Now, 5 years after that fateful decision, I live a life I couldn’t even muster up the energy to dream about before. I LIVE! I am happy, I am sad, I am angry, I am depressed, I am elated, I am all those emotions plus ten thousand more that I can’t think of right now. The stuff that “normal” people feel, I now feel. I AM ALIVE!!!!!!!!!!!
Big pharma couldn’t do that. I did that. See I think that the proper diagnosis would have been Crappy Life Syndrome coupled with Bad Decisions and parent issues. I didn’t have bipolar at all. I couldn’t medicate away my problems. I had to change my external world before my internal order could be appropriate. I had to let go of the idea that my parents were supposed to be perfect, that some how they should be Gods guiding me through life. They weren’t, God rest their souls, they weren’t. They couldn’t be, they didn’t have it in them. I am not perfect either, I have made HUGE mistakes that still haunt me, decisions that turned disastrous. But that was the past. And the thing about the past is that is where it belongs, in the past. Your past has absolutely no bearing on your future.

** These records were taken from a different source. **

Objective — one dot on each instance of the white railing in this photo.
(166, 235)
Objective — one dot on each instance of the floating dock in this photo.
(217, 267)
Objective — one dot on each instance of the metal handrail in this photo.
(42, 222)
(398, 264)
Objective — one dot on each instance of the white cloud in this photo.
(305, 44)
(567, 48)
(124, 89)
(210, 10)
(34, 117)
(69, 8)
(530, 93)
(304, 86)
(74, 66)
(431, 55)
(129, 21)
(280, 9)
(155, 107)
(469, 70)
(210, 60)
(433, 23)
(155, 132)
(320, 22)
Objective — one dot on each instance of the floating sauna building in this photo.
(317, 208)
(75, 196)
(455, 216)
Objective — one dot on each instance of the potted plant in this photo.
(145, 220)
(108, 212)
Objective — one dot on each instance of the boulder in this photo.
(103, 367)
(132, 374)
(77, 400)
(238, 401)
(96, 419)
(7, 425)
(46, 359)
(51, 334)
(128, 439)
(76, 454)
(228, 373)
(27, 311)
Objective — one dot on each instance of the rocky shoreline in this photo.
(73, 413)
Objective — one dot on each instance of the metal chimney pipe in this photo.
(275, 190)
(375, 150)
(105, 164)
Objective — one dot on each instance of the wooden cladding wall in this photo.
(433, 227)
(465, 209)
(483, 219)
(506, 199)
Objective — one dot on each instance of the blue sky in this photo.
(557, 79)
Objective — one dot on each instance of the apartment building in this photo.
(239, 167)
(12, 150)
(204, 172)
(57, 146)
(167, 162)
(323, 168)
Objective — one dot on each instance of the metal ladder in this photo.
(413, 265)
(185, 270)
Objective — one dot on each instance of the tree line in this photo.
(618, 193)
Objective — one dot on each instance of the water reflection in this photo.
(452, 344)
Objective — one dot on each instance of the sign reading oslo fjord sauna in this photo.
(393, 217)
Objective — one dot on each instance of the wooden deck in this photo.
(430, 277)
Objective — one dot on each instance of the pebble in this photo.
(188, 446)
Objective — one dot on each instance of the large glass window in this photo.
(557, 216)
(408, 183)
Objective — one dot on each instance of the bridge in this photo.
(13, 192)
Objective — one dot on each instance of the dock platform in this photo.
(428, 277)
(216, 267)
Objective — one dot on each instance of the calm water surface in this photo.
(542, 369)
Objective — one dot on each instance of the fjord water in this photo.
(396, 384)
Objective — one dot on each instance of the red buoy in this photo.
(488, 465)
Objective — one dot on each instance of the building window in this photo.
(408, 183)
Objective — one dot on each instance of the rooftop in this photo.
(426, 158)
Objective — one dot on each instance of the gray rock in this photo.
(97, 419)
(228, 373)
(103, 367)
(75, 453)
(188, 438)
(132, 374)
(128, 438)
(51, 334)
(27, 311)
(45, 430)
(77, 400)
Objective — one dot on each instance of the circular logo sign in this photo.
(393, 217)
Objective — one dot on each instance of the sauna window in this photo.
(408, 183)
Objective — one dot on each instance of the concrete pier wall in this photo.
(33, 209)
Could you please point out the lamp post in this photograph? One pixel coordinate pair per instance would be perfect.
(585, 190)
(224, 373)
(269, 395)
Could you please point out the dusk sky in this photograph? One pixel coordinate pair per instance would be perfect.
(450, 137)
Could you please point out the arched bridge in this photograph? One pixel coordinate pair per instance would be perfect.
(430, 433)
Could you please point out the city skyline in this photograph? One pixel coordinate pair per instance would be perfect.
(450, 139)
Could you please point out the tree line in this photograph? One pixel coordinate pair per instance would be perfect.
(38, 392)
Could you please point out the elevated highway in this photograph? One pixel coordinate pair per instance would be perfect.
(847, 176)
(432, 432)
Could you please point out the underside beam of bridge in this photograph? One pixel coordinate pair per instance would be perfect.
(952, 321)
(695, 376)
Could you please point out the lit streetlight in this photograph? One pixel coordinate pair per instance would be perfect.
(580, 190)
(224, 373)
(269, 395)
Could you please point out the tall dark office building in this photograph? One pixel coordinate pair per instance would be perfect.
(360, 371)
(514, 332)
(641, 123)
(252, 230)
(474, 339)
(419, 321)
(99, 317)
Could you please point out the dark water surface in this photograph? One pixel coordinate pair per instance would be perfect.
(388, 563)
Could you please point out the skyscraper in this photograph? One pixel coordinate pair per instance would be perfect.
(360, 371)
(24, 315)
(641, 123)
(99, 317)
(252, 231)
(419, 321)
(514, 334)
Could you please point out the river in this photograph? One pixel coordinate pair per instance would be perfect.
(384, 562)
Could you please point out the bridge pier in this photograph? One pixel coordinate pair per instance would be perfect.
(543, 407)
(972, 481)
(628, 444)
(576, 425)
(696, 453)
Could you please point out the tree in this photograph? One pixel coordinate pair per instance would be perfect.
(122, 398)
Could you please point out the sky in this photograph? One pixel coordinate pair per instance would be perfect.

This is not a call to disbelieve all psychiatrists and doctors. This is a call to question what you are told. To question what other circumstances you have going on, to question the treatment that they propose to you. You don’t have to follow blindly every order. There are treatments that are outside of that box. This is what drives me every single day to further my education. The ultimate goal being to be that psychologist that says, “Try this herb, this therapy, this alternate treatment” DO NOT FOLLOW BLINDLY! Do your homework, there is no doctor anywhere that lives YOUR life. You do, so take the interest in it that you need to. I wish that I had been told all this, I wish I would have known and not wasted so many years. But I did and I don’t think that I would know now what I do, if I hadn’t been done the path that I have.
Love to all my readers, thanks for putting up with me.